How to Write a Great Website Timeline (Part 3)

History faces tough competition on the Net: when was the last time you shared a website timeline? Before we talk about the details of General Electric’s timeline, let’s note that not only were we intrigued enough to look through each of the 12 pages of the timeline (starting with 1878), but we spotted two items so irresistible that one of our writers shared them on Facebook.

What makes General Electric’s web timeline so great? Let’s look at it in terms of the questions and guidelines in our first post on this topic.

1. Audience(s). The timeline is focused on GE’s spectacular achievements across a wide range of fields, over more than a century. There’s no mention of mergers and acquisitions, but after reading a few pages, we were sorry we hadn’t invested in its stock a century or so ago.

2-3. Major events and structure. If you want a quick overview of the company history, the leading paragraphs of the 12 segments combine to form a coherent story. The breaks in the timeline are irregular (1878-1904, 1905-1912, etc.) – presumably so that major events can be featured in the segment’s leading paragraph.

For those who want more information, the second section — below the leading paragraph on each page — offers a series of 8 or more major events in a slideshow of a very superior sort. Each major event has a well-chosen photo and a brief description of the event and its importance. (See #4 below.) The navigation bar beneath each event (with simple, obvious left and right arrows) summarizes this major event in a few words, and states how many events are in this particular sequence. Someone at GE knows how to work with short attention spans!

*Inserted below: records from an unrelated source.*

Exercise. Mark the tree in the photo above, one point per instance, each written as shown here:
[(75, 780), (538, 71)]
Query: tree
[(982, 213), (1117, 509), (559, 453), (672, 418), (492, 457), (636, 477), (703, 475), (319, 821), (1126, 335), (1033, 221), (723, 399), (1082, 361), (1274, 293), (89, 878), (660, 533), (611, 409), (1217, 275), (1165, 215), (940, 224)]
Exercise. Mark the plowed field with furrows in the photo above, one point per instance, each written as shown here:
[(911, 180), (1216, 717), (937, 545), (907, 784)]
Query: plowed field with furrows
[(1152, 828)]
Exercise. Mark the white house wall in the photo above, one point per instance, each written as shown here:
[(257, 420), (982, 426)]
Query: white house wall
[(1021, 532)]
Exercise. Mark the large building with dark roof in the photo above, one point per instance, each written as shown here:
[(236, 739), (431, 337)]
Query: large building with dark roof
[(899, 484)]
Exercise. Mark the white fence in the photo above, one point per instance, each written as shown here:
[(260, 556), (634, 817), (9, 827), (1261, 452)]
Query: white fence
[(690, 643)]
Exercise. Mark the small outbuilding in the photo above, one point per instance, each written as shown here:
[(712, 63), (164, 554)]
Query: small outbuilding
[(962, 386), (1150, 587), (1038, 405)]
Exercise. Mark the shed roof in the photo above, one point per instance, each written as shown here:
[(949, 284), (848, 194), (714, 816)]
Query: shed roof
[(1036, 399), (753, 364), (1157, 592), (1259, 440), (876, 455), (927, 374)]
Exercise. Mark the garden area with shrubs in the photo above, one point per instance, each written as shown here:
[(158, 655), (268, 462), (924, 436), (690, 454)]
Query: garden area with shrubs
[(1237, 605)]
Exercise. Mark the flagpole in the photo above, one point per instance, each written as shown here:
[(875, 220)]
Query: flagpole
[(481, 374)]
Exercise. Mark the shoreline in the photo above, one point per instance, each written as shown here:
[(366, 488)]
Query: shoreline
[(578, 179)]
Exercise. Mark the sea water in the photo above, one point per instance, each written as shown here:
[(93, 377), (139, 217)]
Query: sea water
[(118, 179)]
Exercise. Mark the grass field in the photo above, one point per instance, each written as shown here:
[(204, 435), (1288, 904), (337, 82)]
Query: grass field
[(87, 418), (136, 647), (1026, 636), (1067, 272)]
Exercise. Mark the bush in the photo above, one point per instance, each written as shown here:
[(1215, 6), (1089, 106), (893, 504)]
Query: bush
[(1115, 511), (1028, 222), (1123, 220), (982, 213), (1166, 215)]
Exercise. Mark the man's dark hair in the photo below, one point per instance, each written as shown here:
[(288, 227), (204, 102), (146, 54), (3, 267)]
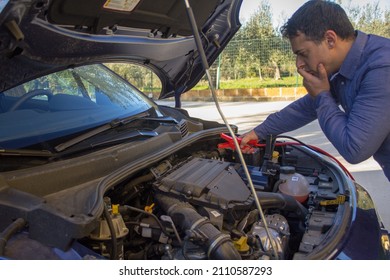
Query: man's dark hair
[(315, 17)]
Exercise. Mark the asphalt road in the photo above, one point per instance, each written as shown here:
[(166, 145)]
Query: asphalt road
[(246, 115)]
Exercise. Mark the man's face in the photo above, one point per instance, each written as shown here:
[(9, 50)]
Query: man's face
[(309, 54)]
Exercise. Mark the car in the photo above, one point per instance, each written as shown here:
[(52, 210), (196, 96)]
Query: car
[(92, 168)]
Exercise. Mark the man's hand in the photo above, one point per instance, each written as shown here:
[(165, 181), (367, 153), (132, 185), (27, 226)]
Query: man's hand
[(315, 84), (251, 135)]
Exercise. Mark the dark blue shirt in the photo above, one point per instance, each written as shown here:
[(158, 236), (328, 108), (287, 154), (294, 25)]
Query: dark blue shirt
[(361, 127)]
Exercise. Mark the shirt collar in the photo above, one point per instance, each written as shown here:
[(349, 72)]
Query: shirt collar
[(352, 60)]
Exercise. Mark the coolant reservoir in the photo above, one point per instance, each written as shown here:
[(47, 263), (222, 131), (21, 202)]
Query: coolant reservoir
[(293, 184)]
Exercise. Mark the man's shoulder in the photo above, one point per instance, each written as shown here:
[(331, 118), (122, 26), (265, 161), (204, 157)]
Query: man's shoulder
[(377, 50)]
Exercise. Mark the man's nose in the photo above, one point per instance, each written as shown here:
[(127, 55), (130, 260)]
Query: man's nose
[(299, 63)]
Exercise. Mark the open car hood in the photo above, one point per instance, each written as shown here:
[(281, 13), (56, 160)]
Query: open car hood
[(39, 37)]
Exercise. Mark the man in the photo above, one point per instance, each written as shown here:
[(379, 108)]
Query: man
[(339, 66)]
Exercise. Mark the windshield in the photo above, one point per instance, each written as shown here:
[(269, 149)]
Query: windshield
[(65, 103)]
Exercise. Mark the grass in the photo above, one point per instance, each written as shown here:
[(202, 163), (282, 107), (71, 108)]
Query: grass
[(253, 83)]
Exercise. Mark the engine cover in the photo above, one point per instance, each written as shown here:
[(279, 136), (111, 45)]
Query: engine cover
[(207, 182)]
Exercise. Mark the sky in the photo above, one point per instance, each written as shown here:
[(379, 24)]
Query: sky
[(283, 9)]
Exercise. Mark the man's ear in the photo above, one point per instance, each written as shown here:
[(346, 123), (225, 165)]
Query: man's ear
[(330, 38)]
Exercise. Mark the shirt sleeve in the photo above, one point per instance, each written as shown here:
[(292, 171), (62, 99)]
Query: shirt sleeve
[(293, 116), (359, 135)]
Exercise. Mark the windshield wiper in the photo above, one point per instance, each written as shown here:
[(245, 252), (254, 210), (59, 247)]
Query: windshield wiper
[(26, 153), (115, 123)]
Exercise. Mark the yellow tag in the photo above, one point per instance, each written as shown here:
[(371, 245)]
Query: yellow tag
[(339, 200), (149, 208)]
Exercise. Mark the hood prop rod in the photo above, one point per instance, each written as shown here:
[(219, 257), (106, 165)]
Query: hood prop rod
[(202, 54)]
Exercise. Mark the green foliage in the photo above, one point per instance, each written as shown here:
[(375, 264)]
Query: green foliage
[(258, 56)]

4. Context. The text for each major event puts corporate history in the wider historical context. For example, from 1913: “GE develops the hot-cathode, high vacuum X-ray tube. By replacing the cold aluminum cathode with the hot tungsten filament in a high vacuum, the company could provide tubes with better control and greater output than had ever been achieved. The development greatly facilitates the use of X-rays for diagnosis and treatment.”

5. Images. The leading paragraph on every page has an image, and so does every single major event. The images are large enough to see, but small enough to flip through easily: a tricky balance to achieve.

Below the leading paragraph and the major events is a wonderful third section: a series of GE advertisements from the period. As a brief history of advertising styles these are great fun. But even better: every single one shows how cutting-edge GE’s products were and still are. (1939: “General Electric Television Receivers! Thrilling reception of exciting events as they happen!”)

6-7. Layout and navigation. The three-part layout for each page of the timeline is easy to grasp: leading paragraph, series of major events, sample GE advertisements.

The layout is the sole point where the GE website timeline has a flaw. The header image is a photo of Thomas Edison, with links to his bio, GE’s research, and GE’s past leaders. On a laptop, this header is so large that it takes up all the above-the-fold screen real estate. We assumed this was due to the fact that the page was designed to be mobile-friendly … but then we discovered that on a smartphone, too, the header image is so large that the tabs and leading paragraph are pushed to the next screen.

This would barely matter, if it didn’t discourage visitors from finding the excellent content below the header image. Fortunately there’s an easy fix: make the header shorter top to bottom (much wider than its height).

But that’s a minor quibble. Overall, GE provides a great example of a website timeline done right.